Crucially we spent as much time talking about the way we would synthesize learning and share it, as we did on commissioning the learning itself. We also thought hard about supporting the evaluation and research skills of the CPP professionals so the whole process could be one defined by learning.

I would not say everything worked, we were often frustrated that the evaluation could not seem to keep up with the diversity of stories and impacts that the programme was  having, we struggled to bring the voice of the ‘non-engaged’ into the picture and there were technical elements of the structure of the process that we could have improved. But, with the time and money we had I think we helped shape a narrative for CPP that is hugely powerful and provides much rich content for the sector in its widest sense.

There were a number of principles that worked well that are worth sharing:

1. Get the governance right. Setting-up a steering group for the evaluation early on and being very clear about the process for joining the group and role of members, meant issues that came up as we went along - of procurement, transparency, the respective role of funders and ‘fund-ees’, objectivity – had to a large extent been covered off by a rigorous memorandum of understanding and set of procedures set down at the start.

2. Set the overarching intention of the evaluation – even if it seems obvious. Having a clear strategy for the evaluation (devised with the steering group) that prioritised understanding and conveying the narrative of CPP, producing useful information that could benefit the sector and a real-time link to CPP professionals was a very different model to simply contracting an agency and waiting for a report. Having a overarching ambition and strategy for the three-year evaluation led to better and more appropriate decisions.

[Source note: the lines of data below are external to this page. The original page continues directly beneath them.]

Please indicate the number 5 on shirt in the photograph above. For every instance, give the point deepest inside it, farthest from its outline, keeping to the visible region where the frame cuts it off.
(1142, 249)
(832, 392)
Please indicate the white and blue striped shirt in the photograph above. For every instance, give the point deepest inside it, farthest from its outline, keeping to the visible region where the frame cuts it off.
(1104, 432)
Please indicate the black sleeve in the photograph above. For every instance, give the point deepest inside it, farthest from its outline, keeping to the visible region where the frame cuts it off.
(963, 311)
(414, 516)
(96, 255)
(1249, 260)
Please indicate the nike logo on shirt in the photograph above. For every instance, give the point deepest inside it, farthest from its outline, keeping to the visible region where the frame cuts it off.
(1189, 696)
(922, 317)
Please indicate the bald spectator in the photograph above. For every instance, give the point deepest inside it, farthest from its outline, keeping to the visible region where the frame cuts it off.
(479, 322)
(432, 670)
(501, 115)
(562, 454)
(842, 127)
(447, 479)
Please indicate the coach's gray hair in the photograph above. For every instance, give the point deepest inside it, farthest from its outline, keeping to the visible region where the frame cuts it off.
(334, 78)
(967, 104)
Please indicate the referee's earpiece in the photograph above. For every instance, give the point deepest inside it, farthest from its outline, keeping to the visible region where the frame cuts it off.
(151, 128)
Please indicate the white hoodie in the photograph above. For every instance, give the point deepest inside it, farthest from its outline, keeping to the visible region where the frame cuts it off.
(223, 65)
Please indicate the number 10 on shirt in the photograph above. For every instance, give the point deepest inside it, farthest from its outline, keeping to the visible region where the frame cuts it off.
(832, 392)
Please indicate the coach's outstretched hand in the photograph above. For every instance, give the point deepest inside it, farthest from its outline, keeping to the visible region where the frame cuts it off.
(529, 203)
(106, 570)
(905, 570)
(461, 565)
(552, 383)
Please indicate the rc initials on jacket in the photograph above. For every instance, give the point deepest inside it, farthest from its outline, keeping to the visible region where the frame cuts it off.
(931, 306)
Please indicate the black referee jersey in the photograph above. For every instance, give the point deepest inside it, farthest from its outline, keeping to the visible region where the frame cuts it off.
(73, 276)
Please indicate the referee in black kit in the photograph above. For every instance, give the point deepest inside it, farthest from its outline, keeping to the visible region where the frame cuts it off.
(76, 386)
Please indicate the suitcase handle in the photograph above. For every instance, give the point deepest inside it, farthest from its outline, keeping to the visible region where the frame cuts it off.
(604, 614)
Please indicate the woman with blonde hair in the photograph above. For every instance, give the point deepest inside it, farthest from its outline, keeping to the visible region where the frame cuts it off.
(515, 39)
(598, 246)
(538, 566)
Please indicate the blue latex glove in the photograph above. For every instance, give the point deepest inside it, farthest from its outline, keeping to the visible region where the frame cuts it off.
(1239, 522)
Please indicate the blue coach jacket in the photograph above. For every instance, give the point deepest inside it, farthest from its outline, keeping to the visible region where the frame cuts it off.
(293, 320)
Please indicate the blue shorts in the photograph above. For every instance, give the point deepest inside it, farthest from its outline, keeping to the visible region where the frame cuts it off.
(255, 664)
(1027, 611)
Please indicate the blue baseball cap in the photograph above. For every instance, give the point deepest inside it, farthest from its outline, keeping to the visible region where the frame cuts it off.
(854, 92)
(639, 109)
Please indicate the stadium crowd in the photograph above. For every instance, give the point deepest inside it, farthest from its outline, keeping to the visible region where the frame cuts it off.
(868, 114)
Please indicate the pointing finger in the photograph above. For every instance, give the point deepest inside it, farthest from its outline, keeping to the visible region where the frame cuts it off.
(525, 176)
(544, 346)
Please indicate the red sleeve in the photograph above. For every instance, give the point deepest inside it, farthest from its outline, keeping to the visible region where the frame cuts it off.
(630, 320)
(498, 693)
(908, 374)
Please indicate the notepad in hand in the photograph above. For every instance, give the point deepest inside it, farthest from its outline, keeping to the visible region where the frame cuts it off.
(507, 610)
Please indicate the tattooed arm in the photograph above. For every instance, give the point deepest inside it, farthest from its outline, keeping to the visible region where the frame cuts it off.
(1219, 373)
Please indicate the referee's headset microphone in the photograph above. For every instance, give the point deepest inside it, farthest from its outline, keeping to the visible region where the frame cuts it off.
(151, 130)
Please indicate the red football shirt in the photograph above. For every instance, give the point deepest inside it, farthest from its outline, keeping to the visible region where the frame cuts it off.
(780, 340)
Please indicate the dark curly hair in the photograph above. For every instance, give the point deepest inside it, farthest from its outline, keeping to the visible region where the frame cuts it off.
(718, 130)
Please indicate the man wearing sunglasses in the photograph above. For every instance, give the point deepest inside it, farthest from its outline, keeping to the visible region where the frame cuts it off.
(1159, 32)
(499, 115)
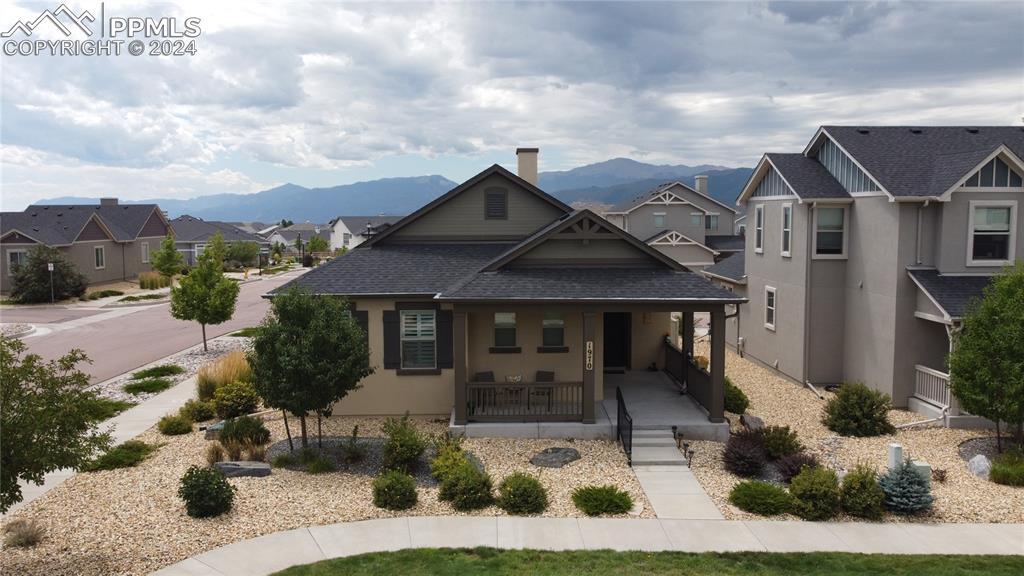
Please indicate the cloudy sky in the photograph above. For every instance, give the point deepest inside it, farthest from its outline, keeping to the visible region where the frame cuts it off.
(328, 92)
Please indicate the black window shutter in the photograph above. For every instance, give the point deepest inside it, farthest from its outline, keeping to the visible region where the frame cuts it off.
(444, 339)
(392, 358)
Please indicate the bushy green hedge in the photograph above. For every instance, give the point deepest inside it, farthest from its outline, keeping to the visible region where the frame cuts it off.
(858, 410)
(761, 498)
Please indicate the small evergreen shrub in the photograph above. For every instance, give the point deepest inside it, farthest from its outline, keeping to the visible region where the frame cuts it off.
(467, 488)
(780, 441)
(404, 445)
(198, 410)
(816, 492)
(858, 410)
(907, 491)
(236, 399)
(158, 372)
(860, 494)
(735, 401)
(174, 424)
(522, 494)
(1008, 468)
(148, 385)
(598, 500)
(790, 466)
(394, 491)
(124, 455)
(761, 498)
(206, 492)
(744, 454)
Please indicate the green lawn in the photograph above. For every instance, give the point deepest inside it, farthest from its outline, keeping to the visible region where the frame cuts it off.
(491, 562)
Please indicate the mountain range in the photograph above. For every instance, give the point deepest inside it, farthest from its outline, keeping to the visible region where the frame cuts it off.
(604, 182)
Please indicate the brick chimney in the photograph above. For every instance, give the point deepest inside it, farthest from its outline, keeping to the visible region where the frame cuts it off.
(527, 163)
(701, 183)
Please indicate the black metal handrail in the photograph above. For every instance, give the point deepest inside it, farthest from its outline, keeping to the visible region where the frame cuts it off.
(624, 426)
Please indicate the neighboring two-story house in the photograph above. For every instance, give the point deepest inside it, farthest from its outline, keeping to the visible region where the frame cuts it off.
(864, 250)
(107, 242)
(687, 224)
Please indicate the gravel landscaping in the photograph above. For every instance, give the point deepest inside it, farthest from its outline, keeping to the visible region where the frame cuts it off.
(963, 497)
(130, 521)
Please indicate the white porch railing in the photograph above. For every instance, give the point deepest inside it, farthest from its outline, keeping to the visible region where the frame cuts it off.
(932, 385)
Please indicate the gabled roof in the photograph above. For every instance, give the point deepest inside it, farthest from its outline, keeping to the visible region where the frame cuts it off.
(904, 159)
(494, 169)
(633, 203)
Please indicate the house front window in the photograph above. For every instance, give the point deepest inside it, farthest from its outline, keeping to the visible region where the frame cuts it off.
(990, 240)
(419, 339)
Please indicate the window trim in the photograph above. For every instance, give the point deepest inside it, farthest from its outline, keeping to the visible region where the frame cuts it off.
(759, 229)
(846, 235)
(786, 234)
(774, 307)
(1011, 249)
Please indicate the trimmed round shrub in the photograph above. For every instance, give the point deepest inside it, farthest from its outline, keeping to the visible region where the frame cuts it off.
(858, 410)
(788, 466)
(780, 441)
(744, 454)
(860, 494)
(522, 494)
(907, 491)
(1008, 468)
(198, 411)
(468, 488)
(246, 430)
(598, 500)
(404, 445)
(174, 424)
(206, 492)
(236, 399)
(816, 492)
(761, 498)
(394, 491)
(735, 401)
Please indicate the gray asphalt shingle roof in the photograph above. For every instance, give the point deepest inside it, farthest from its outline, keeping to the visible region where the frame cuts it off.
(952, 293)
(927, 161)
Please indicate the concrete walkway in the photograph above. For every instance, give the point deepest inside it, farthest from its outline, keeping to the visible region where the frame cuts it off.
(271, 552)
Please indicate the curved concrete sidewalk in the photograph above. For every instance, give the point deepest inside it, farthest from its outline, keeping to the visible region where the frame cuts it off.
(271, 552)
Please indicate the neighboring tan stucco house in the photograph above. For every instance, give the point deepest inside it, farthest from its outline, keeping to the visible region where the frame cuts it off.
(864, 250)
(680, 221)
(107, 242)
(497, 302)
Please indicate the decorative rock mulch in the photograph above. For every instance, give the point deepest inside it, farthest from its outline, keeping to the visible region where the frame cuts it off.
(131, 522)
(963, 497)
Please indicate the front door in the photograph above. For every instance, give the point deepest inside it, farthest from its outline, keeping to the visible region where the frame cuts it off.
(616, 341)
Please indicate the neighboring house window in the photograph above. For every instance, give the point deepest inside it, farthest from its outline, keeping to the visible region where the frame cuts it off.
(15, 258)
(496, 205)
(786, 229)
(759, 229)
(992, 228)
(829, 237)
(419, 338)
(770, 307)
(554, 330)
(504, 329)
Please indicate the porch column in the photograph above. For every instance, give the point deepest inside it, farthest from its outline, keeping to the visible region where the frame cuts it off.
(589, 361)
(717, 408)
(688, 333)
(460, 365)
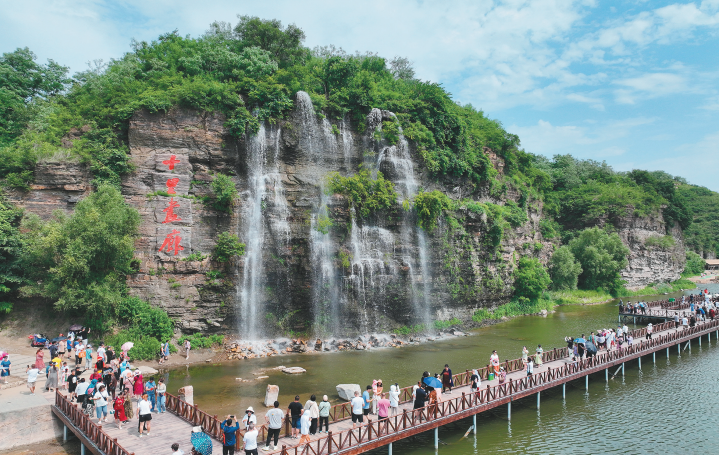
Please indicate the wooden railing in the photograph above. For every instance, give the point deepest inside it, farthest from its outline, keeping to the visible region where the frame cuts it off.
(91, 430)
(419, 420)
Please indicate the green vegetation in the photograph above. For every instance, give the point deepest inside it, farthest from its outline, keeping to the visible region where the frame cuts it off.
(80, 262)
(530, 279)
(366, 194)
(227, 247)
(198, 341)
(695, 265)
(224, 192)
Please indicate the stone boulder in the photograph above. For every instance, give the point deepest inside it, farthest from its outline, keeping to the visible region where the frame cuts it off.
(347, 391)
(273, 391)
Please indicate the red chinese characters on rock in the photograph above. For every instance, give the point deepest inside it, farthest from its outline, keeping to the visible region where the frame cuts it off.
(172, 243)
(171, 162)
(171, 184)
(170, 215)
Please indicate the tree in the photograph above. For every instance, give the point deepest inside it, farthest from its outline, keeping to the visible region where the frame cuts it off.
(284, 43)
(11, 248)
(564, 269)
(530, 279)
(81, 261)
(602, 256)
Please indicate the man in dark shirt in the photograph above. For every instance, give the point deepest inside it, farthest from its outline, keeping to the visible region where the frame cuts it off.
(295, 409)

3. Try to be holistic. Linking evaluation, communications (especially prioritising the website as a key hub of knowledge) and peer learning via regular meetings and the annual conference meant that we could understand and respond to the needs of the network as well as explore ways of engaging beyond CPP. This is different to an evaluation that is primarily only understood and used by stakeholders.

4. Get a communications system up and running quickly – then improve it. It’s controversial – but I think that setting up a number of projects on Basecamp (an online project management platform) so that we could cheaply and quickly connect all CPP professionals across the country was very important. 

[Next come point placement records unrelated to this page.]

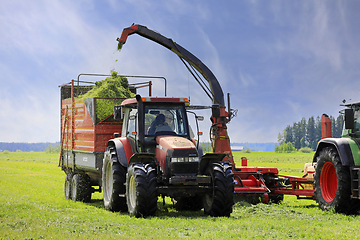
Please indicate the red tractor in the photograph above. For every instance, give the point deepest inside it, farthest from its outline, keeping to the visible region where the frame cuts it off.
(154, 154)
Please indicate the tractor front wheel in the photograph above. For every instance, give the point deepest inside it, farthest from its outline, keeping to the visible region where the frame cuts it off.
(219, 202)
(333, 183)
(141, 191)
(113, 182)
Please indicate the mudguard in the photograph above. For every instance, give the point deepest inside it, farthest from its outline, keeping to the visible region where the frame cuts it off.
(123, 150)
(342, 145)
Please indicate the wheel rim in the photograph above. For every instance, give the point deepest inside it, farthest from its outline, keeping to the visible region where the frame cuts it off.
(109, 180)
(328, 182)
(132, 191)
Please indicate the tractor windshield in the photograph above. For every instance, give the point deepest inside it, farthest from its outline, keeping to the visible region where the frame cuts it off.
(165, 120)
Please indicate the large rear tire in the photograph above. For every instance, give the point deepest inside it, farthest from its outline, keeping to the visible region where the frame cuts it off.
(332, 183)
(113, 182)
(219, 202)
(141, 191)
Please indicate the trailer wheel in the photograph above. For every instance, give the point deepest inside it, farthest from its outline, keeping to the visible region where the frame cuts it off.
(141, 192)
(113, 182)
(80, 188)
(332, 183)
(67, 186)
(220, 200)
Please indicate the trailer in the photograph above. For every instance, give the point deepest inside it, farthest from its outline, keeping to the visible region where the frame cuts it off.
(121, 152)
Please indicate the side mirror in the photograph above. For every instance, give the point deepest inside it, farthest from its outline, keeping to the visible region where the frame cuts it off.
(118, 114)
(200, 118)
(349, 118)
(215, 110)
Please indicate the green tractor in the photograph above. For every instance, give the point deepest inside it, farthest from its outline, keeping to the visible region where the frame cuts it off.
(337, 171)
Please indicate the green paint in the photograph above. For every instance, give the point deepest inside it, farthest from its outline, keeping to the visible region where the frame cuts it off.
(355, 149)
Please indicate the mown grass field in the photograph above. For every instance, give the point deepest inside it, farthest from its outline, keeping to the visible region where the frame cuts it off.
(32, 206)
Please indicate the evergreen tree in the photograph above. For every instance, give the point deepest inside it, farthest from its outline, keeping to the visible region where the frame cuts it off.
(310, 133)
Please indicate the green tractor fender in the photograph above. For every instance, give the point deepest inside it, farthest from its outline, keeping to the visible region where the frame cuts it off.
(344, 147)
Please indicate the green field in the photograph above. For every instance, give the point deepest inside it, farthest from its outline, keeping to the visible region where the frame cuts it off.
(32, 206)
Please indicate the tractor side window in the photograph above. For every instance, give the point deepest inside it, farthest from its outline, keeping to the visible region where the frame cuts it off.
(357, 120)
(132, 128)
(165, 119)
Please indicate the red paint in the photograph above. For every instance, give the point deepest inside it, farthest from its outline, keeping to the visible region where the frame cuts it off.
(328, 180)
(127, 147)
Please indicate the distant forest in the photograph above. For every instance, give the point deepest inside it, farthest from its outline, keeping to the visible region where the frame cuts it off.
(308, 133)
(25, 147)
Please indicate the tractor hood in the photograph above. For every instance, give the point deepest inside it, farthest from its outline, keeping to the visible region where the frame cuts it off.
(176, 155)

5. If you really want critique you need to have trust. Much is said about the need for professionals to share stories of ‘failure’, reviewing the bad as well as the good in order encourage learning. In reality, it is all too easy to focus on a positive story in any evaluation. CPP seems to me like an environment where people are able to share without fear of sanction and it is this culture of trust that is more important than anything to good evaluation. You need to pay attention to how you breed this culture if you want it to happen.

I am particularly excited by the fact that the CPP learning is now part of a bigger conversation looking at the civic role of arts organisations (with the Gulbenkian inquiry), the nature of cultural democracy and capability (Kings College London) and thinking on the nature of ‘place-based’ working (see Langkelly Chase amongst others).

This is all about how we better understand the relationship between people, place, art and culture – not as a series of hierarchies and professional categories -  but as fluid territory where individuals and communities can develop their humanity and creativity. This seems like a big shift in arts policy away from the tired dialectics of ‘access vs excellence’ and hurray for that. The work in many CPP places is genuinely pioneering in this respect and it has been a privilege to work alongside people who are changing the debate as well as doing the work (‘building whilst flying’ as you might say…).

We will be taking a lot of this learning into our work at AND and across the Bridge network nationally and I can’t sign-off without saying a huge thank you to everyone we have worked with.